Settlers first came to the Trinities in numbers during the 1850s with the California gold rush, disturbing what for eons had been the summer hunting lands of the Wintu and several other tribes of American Indians. Today the Trinities still bear the scars of extensive gold mining operations, ranging from placer mining that rerouted river and stream beds to a scattering of abandoned mining tunnels, some of which were operated into the 1930s.
The miners were followed by the loggers, abetted by the patchwork quilt of private landholdings originally awarded to the railroad companies by the federal government in exchange for building the intercontinental railroads. In 1984 the region was set aside as the Trinity Alps Wilderness Area.

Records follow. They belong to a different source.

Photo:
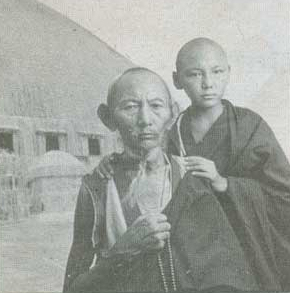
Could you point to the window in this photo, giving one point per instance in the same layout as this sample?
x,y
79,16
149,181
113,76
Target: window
x,y
52,142
94,146
6,141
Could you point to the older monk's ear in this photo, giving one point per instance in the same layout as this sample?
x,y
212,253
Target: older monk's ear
x,y
176,80
175,113
104,114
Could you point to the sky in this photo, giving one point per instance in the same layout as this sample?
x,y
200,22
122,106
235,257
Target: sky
x,y
255,34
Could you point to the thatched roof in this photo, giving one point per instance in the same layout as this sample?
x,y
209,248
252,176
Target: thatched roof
x,y
49,65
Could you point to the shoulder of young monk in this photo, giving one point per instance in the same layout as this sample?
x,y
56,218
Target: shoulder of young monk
x,y
245,114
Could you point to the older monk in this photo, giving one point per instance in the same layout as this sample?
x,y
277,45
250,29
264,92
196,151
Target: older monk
x,y
120,225
230,213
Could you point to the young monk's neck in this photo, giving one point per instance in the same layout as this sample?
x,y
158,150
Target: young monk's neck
x,y
207,114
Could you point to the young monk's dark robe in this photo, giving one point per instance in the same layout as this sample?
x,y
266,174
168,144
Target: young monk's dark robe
x,y
237,239
251,217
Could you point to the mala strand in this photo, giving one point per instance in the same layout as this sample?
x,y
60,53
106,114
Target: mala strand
x,y
171,266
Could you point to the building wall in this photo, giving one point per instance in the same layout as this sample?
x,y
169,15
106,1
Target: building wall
x,y
29,138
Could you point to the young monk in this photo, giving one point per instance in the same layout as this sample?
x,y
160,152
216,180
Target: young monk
x,y
237,190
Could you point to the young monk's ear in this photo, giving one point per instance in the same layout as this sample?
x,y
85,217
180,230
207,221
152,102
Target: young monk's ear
x,y
176,80
105,115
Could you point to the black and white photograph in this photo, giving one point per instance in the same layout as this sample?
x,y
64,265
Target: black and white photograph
x,y
144,146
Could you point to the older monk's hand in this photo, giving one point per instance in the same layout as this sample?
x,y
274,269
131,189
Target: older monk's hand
x,y
149,232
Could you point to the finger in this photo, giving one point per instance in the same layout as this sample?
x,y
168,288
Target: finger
x,y
97,170
197,167
156,240
104,172
194,159
158,217
201,174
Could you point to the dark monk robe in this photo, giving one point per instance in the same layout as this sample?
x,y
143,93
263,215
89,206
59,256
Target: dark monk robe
x,y
238,238
252,216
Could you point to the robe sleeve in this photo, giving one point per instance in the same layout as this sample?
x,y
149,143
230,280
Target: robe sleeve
x,y
259,195
81,253
80,275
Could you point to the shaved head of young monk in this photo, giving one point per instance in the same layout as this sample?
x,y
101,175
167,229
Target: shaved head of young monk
x,y
202,71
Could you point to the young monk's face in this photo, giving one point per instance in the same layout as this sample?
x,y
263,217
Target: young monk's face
x,y
142,111
203,73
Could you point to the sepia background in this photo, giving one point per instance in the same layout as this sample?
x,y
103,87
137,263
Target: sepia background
x,y
57,58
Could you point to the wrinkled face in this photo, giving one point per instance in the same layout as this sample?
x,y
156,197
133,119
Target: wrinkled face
x,y
203,73
142,111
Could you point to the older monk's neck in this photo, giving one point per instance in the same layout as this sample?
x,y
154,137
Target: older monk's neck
x,y
151,160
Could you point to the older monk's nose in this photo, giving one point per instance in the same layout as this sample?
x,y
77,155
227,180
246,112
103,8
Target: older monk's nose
x,y
144,118
207,81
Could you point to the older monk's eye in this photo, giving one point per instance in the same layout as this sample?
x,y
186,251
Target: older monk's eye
x,y
218,71
130,107
156,106
194,74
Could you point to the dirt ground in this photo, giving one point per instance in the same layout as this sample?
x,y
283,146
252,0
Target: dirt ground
x,y
34,251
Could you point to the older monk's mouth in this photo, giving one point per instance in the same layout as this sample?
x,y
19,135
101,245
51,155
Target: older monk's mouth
x,y
144,136
209,96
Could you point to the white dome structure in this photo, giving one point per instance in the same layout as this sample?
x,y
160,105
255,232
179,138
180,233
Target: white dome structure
x,y
56,164
54,180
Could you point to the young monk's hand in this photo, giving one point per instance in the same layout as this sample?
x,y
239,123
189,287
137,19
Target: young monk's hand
x,y
105,169
149,232
205,168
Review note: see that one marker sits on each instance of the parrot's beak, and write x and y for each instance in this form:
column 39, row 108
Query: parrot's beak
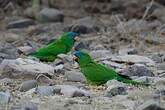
column 75, row 58
column 76, row 38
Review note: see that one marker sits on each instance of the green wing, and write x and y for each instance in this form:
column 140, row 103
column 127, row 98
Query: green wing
column 50, row 52
column 97, row 73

Weaverville, accessible from Highways 3 and 299, serves as the usual southern gateway to the Trinities. But there is also a shortcut. You can duck across a one-lane bridge at Lewiston, once a gold mining town, and save about 10 or 15 minutes on your way to a trailhead at Trinity Alps Resort, a 75-year-old family resort near a horse-pack station, that leads to Morris Meadows. A roughly mile-long mountain meadow and one of the Trinities’ most popular hiking destinations, it sits at an elevation of about 4,200 feet and is reached by a hike of about nine miles. It is below Smith Lake, one of the Trinities’ most beautiful lakes — accessible only by cross-country routes — and Sawtooth Peak, both at the heart of the white Trinities.
From the Scott Mountain summit, a logging road runs west to the border of the Trinity Alps Wilderness, marked by a locked gate. The road parallels the route of the Pacific Crest Trail, a hiking route that extends from Mexico to Canada. From Mount Lassen, the trail runs east-west to make a toe-touch in the Trinities before continuing north.